Categories
Book reviews

Robert Eady’s Israel Madigan (Combermere, ON: Editio Sanctus Martinus, 2015)

Interesting plot, but lugubrious writing style .

A LinkedIn colleague asked if I would review this novel.  Excited that I could assist a publishing colleague, I agreed.  Unfortunately, Eady’s novel was a significant chore instead of a pleasurable reading experience.

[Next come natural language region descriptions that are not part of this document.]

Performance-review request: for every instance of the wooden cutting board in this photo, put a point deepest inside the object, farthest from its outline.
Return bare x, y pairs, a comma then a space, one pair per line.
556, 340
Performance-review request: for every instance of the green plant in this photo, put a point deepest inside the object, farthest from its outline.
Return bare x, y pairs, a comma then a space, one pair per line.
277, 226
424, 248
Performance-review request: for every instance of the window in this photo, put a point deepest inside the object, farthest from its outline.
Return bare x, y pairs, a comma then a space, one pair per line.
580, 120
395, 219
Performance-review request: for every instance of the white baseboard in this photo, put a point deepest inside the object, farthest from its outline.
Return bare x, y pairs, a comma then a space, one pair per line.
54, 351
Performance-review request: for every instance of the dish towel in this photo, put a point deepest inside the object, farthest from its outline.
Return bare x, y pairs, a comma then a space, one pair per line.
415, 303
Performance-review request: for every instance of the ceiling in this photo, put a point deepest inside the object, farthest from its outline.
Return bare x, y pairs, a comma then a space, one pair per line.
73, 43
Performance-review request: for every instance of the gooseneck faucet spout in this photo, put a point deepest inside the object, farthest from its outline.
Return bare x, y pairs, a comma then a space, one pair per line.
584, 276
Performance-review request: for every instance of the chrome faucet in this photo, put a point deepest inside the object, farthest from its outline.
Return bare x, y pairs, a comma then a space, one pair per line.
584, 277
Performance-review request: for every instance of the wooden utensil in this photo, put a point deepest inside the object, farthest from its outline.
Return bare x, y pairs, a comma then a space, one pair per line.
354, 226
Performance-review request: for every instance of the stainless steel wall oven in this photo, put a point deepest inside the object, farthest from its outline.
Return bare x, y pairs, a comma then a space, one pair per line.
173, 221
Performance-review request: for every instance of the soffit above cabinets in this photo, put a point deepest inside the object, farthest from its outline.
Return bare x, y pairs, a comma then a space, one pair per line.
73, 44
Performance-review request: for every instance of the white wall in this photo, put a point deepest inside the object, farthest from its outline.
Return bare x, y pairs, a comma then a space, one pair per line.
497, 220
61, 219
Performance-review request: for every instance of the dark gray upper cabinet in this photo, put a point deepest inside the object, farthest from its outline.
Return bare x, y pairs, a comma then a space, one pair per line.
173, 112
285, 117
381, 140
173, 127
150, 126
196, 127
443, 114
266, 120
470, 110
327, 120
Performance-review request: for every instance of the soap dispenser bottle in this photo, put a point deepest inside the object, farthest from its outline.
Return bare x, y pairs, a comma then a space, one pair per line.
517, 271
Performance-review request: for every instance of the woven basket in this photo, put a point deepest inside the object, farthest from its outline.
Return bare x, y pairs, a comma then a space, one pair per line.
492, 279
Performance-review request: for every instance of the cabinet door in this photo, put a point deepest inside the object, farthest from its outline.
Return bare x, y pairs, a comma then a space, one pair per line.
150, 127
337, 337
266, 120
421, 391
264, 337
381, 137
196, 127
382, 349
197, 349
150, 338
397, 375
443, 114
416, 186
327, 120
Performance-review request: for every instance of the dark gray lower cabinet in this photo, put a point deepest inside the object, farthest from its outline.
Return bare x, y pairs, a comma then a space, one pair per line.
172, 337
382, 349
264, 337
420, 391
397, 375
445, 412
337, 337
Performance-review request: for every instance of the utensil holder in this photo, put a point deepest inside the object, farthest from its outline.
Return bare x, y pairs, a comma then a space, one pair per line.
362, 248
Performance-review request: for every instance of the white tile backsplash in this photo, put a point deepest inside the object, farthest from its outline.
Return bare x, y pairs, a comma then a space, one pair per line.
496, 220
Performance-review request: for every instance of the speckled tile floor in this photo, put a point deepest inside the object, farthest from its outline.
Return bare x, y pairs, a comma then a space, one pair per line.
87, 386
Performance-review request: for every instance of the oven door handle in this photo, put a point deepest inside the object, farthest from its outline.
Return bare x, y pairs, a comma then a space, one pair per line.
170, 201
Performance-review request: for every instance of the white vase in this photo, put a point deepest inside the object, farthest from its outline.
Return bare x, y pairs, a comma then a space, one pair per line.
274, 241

The novel suffers excruciatingly from a dominance of “telling” instead of “showing”—the former being a characteristic of poor writing.  In fact, the verb “tell” and its variants and the narrator’s oft-repeated refrain that he would “like to briefly tell” (172) this and that appear frequently throughout the work.  Granted, that this novel is a first-person narrative may account for its tediousness, yet, in the hands of a skilled novelist, a successful first-person narrative can be accomplished.  Unfortunately, this is not a thick Charles Dickens novel, where the actions of various characters are anticipated with great expectation, even though most of Dickens’ novels normally run over several hundred pages.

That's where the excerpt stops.